“It seems to float ever, forever,
Upon that many winding river,
Between mountains, woods, abysses,
A paradise of wildernesses.”
“It must have been a proud moment for De Soto when he first looked upon the lower waters of this magnificent river,” said Mrs. Lester, as she sat with Norman on the guards of the boat the next morning; “what a scene it must have been; the canoes of the Indians floating on the waters, while on the banks hundreds of the red men, with white feathers waving o’er their brows, were gazing with wonder at their new visitors.
“And when he and his followers had crossed the bank, and the Indians knelt to the white chief, whom they thought was one of the children of the sun, to ask him for life for the dying, he told them to pray to God, who alone could help them.
“Soon in this dreary western wilderness the princely De Soto breathed his last.

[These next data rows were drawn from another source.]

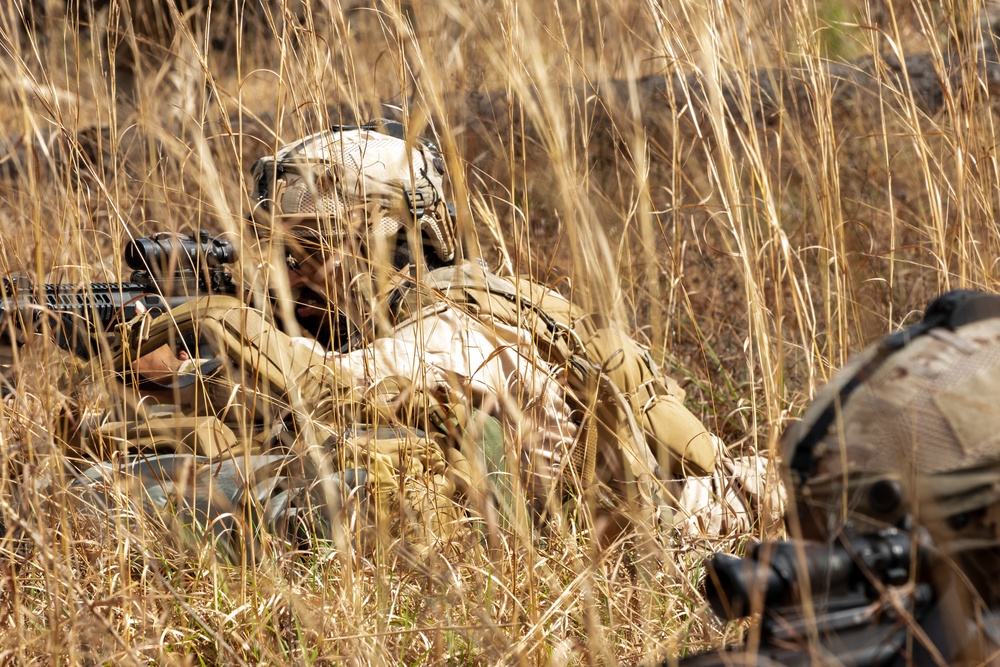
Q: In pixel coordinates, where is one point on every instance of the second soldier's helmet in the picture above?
(909, 430)
(365, 181)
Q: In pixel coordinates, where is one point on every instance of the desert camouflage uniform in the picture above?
(462, 398)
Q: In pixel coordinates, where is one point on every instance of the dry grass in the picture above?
(752, 255)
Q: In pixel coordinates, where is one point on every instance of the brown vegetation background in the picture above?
(756, 188)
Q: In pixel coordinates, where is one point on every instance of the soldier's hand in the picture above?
(161, 364)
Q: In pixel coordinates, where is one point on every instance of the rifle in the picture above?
(848, 620)
(167, 270)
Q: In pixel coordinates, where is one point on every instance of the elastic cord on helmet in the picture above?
(951, 310)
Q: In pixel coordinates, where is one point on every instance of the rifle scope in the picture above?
(773, 573)
(166, 253)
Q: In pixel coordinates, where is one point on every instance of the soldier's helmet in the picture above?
(909, 430)
(364, 197)
(367, 181)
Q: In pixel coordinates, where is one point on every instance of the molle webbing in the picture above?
(607, 373)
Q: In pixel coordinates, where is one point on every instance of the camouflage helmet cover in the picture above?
(320, 183)
(913, 417)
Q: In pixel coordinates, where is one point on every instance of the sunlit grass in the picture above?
(752, 252)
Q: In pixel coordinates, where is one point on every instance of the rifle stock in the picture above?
(844, 619)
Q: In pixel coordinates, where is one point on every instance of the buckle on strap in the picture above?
(415, 202)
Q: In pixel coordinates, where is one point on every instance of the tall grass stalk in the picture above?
(751, 249)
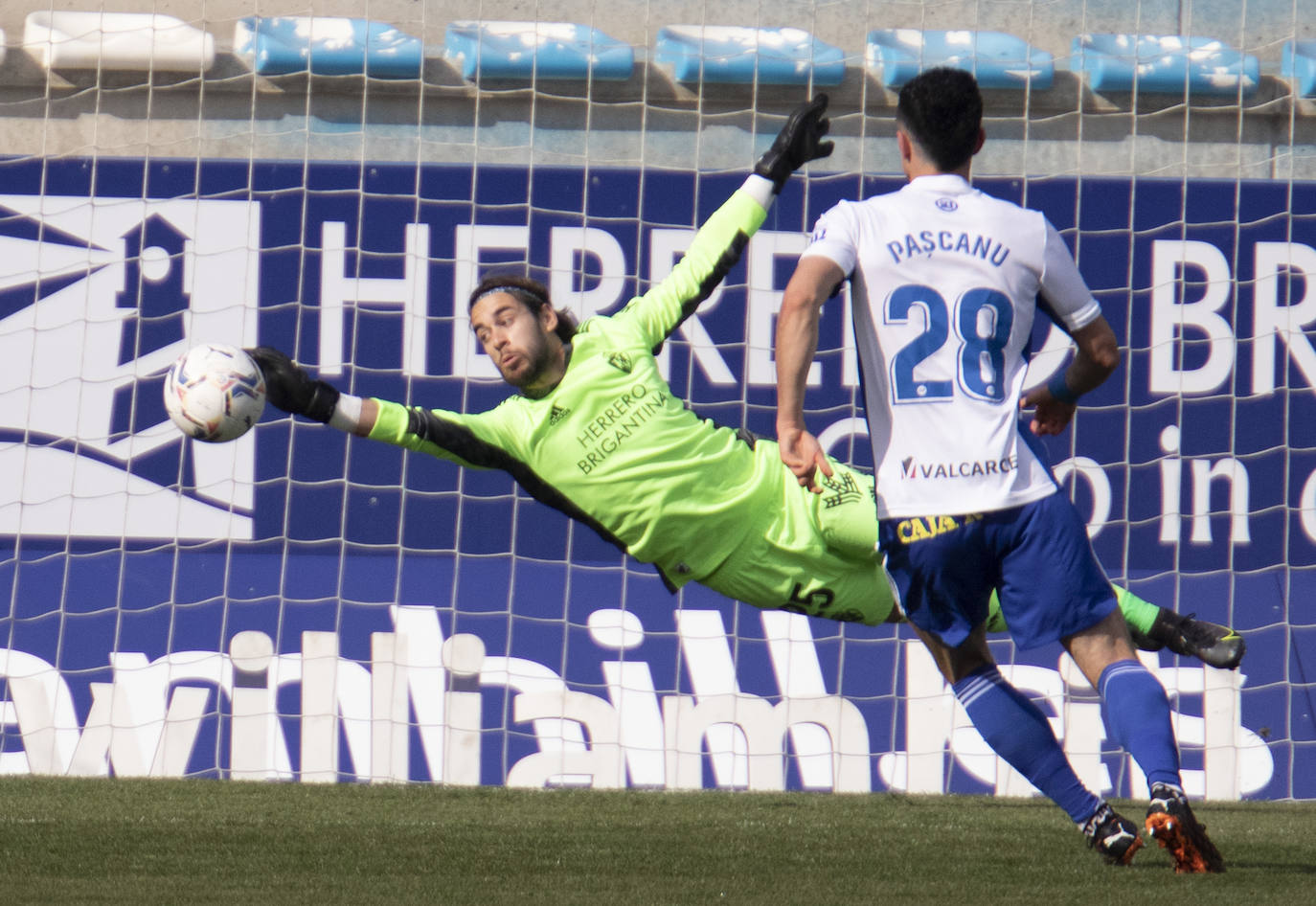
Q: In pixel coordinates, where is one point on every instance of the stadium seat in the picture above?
(116, 41)
(327, 45)
(548, 50)
(995, 58)
(1164, 63)
(743, 56)
(1299, 64)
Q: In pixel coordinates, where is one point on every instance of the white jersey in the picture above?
(945, 284)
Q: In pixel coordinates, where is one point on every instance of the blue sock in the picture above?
(1137, 716)
(1017, 732)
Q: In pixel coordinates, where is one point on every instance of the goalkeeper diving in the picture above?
(595, 432)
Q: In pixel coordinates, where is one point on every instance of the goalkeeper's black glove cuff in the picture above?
(324, 400)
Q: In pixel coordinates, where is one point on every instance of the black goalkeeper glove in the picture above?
(289, 387)
(799, 142)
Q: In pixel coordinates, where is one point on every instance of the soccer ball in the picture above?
(215, 392)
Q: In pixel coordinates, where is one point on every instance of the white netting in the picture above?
(299, 605)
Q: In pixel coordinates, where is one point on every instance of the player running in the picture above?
(597, 433)
(946, 283)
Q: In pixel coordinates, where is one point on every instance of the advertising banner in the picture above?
(302, 605)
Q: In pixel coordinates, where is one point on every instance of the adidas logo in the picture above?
(134, 275)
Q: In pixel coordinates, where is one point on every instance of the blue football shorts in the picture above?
(1037, 556)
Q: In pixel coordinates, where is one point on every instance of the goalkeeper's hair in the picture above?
(942, 109)
(530, 292)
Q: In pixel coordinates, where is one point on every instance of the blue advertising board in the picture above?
(298, 603)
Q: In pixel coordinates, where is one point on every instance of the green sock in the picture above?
(995, 618)
(1137, 613)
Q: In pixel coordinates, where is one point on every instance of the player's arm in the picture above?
(465, 440)
(720, 242)
(1070, 304)
(796, 342)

His people, fearing to let the Indians know of his death, wrapped up his body, and buried it beneath the waters of the great river he had discovered; while, for the first time, a Christian requiem, softly chanted in the darkness, mingled with the music of its winds and waves.”[[1]]
[1]. De Soto never saw the Upper Mississippi. He ascended the Lower Mississippi as far as the Missouri. He died and was buried somewhere near the mouth of the Arkansas River.—Ed.
“And so,” said Norman, “the mighty river is a memorial of him. How much I would like to have seen birch-canoes floating on the river. And I do believe there is one made fast to the shore just by that ‘dug-out.’”
“What an ugly word ‘dug-out’ is; so different from the birch canoe,” said Mrs. Lester.